In summary, this finding carries substantial implications for investors, asset managers, and financial advisors seeking to optimize their investment strategies. It emphasizes the potential for ESG integration to serve as a facilitator for financial success, offering a compelling case for the alignment of ethical and financial objectives. Moreover, our research underscores the need for further exploration into the complex mechanisms through which ESG factors exert their influence on mutual fund performance, thus providing a fertile ground for future investigations in the realm of sustainable finance.

A remarkable finding is that Alpha is the variable that best predicts fund performance by showing the impact of manager skill on fund performance. On the contrary, no relationship is found between fund total expenses and fund return. Therefore, better fund management does not necessarily involve higher management costs.

An interesting outcome is the positive relationship observed between agency ratings and fund performance. Morningstar’s rating system seems to have a relevant explanatory capacity for fund performance. Conversely, the fact that a fund manager is rated or even listed in the Citywire database does not have a significant explanatory power for fund performance.

Fund volatility, as measured by the annual standard deviation of fund returns, explains fund performance and investors willing to take some fund volatility will benefit from higher fund returns. However, as return volatility exceeds 20%, fund return declines.

All things considered, the findings of this research will help both investors and advisors focus on those fund characteristics that best anticipate fund performance. In addition, conscientious investors with a strong commitment to sustainability will find it easier to pick performing funds.

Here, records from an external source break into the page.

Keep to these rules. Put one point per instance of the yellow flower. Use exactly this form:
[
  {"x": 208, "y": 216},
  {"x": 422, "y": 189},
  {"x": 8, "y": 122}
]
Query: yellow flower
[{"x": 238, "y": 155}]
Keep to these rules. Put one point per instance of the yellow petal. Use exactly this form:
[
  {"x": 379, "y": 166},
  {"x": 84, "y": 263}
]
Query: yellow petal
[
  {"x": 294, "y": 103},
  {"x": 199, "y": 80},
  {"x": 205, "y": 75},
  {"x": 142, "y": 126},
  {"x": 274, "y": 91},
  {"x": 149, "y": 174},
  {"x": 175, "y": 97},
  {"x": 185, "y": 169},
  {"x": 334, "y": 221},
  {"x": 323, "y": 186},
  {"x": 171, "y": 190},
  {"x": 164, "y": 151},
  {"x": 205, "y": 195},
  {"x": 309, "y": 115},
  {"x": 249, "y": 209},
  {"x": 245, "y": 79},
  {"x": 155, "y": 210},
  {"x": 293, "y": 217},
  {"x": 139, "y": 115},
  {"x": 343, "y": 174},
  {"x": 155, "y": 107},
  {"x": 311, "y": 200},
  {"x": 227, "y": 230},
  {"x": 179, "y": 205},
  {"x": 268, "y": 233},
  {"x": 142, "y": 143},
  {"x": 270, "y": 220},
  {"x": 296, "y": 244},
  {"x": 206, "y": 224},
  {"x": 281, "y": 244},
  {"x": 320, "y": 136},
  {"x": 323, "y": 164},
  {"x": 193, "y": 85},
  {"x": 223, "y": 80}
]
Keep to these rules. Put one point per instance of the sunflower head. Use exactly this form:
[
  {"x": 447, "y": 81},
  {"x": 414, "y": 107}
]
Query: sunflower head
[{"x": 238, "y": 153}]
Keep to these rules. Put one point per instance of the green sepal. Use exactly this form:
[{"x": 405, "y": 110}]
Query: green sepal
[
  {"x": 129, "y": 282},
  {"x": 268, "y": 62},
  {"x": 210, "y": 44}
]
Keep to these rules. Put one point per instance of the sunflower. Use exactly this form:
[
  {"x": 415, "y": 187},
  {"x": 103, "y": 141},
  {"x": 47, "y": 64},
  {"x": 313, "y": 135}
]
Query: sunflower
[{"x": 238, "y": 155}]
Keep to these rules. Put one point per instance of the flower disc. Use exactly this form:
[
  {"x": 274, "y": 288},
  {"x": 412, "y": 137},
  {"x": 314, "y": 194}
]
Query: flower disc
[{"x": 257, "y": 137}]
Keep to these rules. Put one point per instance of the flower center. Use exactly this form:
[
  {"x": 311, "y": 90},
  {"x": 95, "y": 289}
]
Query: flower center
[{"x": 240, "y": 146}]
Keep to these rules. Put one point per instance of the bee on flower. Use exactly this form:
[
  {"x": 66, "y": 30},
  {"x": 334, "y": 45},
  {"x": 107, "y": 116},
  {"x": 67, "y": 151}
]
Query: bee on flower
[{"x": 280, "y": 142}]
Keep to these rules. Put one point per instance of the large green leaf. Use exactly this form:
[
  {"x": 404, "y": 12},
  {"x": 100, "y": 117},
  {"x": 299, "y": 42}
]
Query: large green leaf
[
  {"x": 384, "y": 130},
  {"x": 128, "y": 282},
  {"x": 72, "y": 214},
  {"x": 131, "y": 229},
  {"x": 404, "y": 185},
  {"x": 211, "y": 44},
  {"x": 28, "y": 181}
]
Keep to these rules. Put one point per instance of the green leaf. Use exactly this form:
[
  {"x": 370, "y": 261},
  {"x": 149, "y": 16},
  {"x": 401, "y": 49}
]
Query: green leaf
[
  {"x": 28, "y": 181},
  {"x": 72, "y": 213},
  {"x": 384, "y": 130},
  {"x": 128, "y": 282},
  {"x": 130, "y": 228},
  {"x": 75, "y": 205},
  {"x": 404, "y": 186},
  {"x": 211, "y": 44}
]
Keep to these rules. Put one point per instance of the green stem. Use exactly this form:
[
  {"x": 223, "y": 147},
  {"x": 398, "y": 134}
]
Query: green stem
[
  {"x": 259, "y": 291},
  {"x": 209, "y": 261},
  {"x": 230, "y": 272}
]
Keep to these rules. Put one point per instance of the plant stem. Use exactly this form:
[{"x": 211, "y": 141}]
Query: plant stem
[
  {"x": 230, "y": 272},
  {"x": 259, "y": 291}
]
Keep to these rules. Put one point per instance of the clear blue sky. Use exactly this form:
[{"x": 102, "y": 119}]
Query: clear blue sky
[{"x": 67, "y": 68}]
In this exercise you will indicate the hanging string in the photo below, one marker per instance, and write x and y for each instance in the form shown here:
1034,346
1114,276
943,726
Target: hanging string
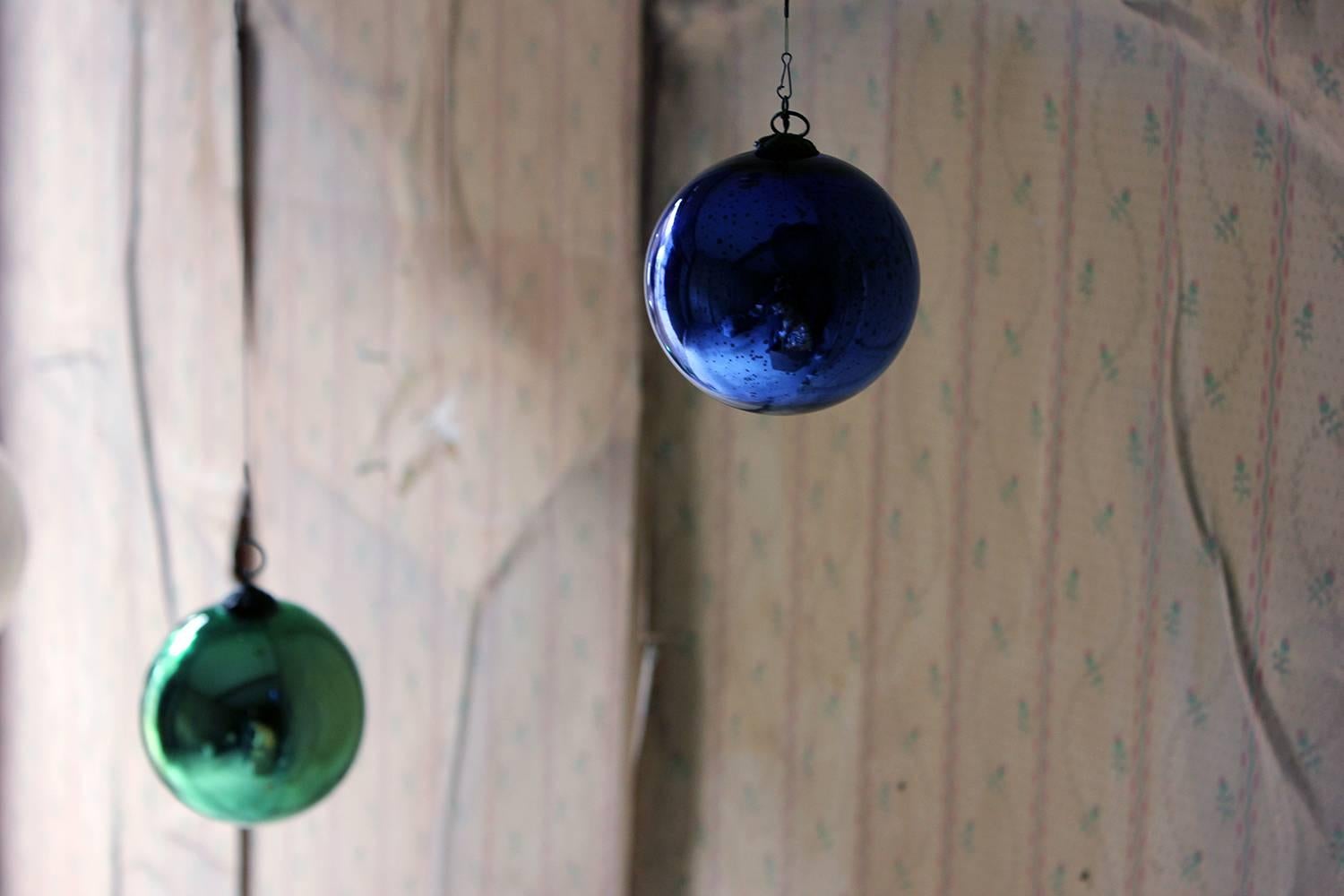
785,89
249,557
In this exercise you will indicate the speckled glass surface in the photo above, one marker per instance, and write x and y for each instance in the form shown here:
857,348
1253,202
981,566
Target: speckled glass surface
781,285
250,719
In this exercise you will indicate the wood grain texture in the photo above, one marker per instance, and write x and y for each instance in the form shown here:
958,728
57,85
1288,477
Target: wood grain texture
120,277
446,411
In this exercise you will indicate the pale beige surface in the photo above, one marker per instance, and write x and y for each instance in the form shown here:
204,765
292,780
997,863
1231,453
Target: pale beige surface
443,425
1051,608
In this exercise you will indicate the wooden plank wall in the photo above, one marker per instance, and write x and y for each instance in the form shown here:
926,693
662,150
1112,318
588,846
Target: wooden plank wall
443,417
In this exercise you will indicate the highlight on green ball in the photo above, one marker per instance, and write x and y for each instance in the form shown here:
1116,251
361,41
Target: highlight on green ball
253,710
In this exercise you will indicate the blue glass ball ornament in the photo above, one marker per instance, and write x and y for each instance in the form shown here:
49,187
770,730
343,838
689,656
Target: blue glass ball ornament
782,280
253,710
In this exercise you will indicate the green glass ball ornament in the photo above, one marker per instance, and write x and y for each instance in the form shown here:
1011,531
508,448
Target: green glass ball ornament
253,710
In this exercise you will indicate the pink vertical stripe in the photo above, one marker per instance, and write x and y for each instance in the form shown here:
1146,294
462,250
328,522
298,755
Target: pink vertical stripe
957,597
1054,462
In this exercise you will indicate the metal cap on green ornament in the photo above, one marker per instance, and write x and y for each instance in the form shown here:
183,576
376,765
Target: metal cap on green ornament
253,708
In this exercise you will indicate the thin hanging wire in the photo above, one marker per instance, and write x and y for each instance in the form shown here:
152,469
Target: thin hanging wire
249,556
785,89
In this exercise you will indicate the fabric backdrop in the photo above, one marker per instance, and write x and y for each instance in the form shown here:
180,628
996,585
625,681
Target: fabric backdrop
1050,608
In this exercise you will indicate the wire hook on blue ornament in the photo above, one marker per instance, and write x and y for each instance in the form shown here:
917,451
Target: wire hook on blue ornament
782,280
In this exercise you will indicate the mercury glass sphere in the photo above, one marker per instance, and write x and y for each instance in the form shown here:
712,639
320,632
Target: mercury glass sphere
13,538
253,710
781,280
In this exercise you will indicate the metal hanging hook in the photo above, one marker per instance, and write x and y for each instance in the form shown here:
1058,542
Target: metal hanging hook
245,546
785,89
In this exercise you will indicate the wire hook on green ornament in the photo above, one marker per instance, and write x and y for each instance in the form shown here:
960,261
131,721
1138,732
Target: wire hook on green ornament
253,708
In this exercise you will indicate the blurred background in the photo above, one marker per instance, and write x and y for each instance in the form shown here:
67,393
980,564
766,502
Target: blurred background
1050,608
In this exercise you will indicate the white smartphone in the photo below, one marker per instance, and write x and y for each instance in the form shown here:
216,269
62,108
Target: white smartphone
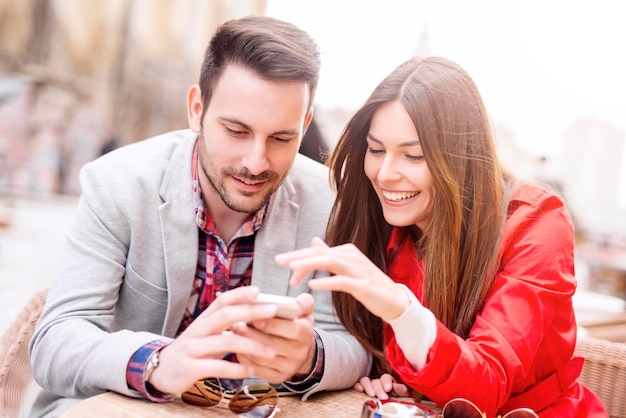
288,307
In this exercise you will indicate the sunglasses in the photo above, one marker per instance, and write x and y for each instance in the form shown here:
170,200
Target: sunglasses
462,408
257,400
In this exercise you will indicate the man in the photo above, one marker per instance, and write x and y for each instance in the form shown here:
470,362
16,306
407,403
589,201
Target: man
174,237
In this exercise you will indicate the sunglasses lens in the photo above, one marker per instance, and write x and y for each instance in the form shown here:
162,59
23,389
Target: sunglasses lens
254,401
522,413
461,408
201,394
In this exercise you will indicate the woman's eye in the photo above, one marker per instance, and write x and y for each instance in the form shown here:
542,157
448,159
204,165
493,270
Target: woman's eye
374,151
415,157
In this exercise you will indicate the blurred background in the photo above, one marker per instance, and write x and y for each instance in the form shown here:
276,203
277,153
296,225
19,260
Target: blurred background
80,78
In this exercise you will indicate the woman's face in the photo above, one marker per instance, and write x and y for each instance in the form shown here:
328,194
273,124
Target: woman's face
395,165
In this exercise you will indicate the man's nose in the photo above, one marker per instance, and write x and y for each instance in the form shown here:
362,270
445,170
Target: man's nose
255,159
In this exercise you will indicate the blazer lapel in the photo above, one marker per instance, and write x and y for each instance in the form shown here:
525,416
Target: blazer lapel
180,233
277,235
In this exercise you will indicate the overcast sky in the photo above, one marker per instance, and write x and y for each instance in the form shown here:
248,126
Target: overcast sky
540,65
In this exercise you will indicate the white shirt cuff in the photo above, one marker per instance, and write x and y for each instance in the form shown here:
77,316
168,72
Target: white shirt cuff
415,330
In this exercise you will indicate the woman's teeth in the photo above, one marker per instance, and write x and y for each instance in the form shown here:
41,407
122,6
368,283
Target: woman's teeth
397,196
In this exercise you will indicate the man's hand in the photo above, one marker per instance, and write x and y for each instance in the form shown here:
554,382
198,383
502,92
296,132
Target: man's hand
197,353
292,340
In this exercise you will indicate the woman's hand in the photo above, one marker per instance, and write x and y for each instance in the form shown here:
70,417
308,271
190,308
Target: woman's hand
353,273
383,387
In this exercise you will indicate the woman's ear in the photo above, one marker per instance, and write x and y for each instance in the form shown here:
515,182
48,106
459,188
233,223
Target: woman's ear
194,108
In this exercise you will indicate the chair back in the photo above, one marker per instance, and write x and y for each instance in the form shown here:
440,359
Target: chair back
15,370
604,372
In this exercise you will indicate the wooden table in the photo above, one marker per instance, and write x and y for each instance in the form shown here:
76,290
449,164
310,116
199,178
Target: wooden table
346,403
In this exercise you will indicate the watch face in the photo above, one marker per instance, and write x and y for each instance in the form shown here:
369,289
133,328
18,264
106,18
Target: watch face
153,362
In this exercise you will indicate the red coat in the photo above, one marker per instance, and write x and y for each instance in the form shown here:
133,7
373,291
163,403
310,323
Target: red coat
520,348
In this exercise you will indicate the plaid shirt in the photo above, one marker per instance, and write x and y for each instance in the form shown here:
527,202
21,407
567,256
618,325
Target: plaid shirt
220,267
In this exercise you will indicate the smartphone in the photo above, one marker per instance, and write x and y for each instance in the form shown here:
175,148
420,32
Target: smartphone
288,307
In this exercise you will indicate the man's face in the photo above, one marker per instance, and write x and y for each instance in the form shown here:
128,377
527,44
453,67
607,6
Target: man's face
248,138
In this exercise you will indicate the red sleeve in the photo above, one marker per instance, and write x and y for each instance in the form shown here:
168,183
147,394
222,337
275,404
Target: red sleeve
526,327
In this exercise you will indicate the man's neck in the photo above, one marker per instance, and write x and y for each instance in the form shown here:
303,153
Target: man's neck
227,221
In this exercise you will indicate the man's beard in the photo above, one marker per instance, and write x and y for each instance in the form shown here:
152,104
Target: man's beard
243,174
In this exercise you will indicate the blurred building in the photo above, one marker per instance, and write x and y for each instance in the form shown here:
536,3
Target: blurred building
78,77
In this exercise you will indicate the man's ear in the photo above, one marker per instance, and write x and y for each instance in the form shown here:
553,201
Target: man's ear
307,120
194,108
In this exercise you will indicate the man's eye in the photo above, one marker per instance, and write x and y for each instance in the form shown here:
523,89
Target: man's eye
234,131
281,139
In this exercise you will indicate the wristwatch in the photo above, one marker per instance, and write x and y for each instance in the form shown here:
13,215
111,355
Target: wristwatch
153,363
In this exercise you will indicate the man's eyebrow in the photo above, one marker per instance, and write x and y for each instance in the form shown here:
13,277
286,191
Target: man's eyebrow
402,144
289,132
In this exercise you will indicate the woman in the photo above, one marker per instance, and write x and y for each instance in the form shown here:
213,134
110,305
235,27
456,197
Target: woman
456,276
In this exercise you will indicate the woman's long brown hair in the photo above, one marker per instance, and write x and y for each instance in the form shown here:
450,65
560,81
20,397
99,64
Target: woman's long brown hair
468,212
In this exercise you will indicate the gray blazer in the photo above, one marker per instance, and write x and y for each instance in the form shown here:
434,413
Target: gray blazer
130,263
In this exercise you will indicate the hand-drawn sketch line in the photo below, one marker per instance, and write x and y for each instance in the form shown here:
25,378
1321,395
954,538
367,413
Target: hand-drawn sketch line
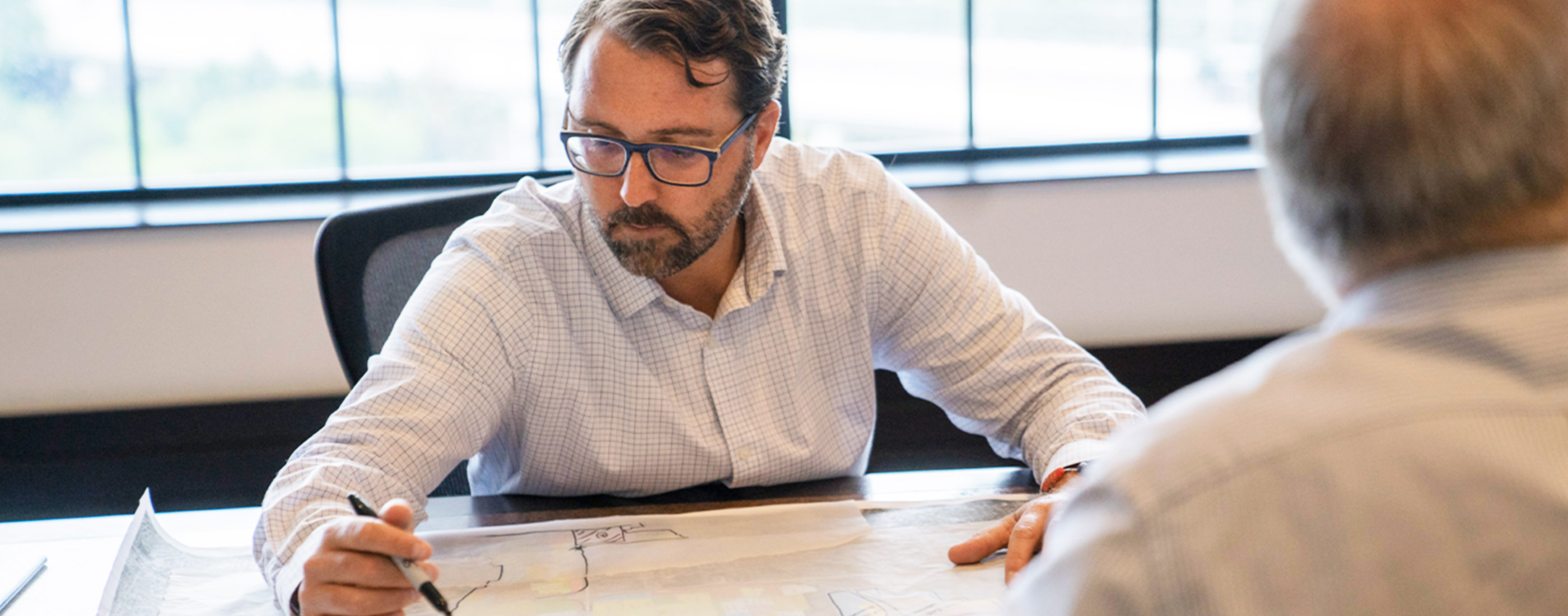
501,574
576,540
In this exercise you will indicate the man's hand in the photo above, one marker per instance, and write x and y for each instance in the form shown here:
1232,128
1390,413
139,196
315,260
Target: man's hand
349,571
1021,534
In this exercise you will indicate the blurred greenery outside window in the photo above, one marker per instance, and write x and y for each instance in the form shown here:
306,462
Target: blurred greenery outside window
247,91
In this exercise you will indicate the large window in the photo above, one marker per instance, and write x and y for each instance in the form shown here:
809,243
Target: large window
170,95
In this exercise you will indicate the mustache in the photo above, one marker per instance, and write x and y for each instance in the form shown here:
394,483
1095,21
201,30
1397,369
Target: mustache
645,215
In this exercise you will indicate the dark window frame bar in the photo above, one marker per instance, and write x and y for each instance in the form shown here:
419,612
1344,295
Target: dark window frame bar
969,154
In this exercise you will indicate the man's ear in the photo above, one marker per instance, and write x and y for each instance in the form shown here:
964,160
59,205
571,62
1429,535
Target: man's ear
766,126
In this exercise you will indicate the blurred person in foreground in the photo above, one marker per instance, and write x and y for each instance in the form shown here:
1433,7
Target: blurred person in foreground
1410,454
702,303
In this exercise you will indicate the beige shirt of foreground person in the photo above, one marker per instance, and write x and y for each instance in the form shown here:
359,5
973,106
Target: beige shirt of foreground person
1408,456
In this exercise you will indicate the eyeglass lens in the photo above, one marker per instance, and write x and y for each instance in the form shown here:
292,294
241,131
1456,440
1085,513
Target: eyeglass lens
609,159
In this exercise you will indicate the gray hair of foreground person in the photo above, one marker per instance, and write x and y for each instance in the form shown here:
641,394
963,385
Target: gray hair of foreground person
744,34
1408,130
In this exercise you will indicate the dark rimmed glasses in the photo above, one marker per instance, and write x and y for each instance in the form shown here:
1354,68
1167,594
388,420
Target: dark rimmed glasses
676,165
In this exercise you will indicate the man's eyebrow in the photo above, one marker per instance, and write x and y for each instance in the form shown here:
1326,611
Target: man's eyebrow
683,132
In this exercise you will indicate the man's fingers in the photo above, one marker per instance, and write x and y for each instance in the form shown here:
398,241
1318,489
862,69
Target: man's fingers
353,570
985,543
369,535
1028,535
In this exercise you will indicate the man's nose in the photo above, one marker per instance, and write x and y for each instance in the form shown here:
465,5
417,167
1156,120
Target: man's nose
639,185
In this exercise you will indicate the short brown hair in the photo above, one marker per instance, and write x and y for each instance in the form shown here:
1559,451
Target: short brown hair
744,34
1399,128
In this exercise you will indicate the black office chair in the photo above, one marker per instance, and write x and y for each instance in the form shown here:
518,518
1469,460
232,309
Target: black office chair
367,264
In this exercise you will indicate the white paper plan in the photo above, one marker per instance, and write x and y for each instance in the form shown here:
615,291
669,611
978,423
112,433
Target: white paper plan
792,560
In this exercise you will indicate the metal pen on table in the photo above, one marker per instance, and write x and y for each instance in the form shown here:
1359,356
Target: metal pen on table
408,566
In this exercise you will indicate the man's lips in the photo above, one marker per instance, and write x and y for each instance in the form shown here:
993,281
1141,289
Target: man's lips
643,228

The main limitations of this study relate to the type of data and the nature of the sample. First, the empirical analysis is based on cross-sectional data and as longer data series of ESG ratings become available more robust studies may be done with time-series data for periods of market volatility, downturn, and expansion. Second, the funds comprising our sample are US-registered equity funds with a global geographic scope and further research on other fund categories is required to confirm the generalization of our results. Moreover, by selecting funds with uninterrupted five-year performance records there may be some survival bias in the mutual fund sample. An alternative approach to handle funds with missing data might improve the reliability and robustness of results. Finally, the number of sustainable funds in Europe significantly exceeds the number of sustainable funds in the US. For this reason, we look forward to exploring the performance of sustainable mutual funds in Europe in future research works.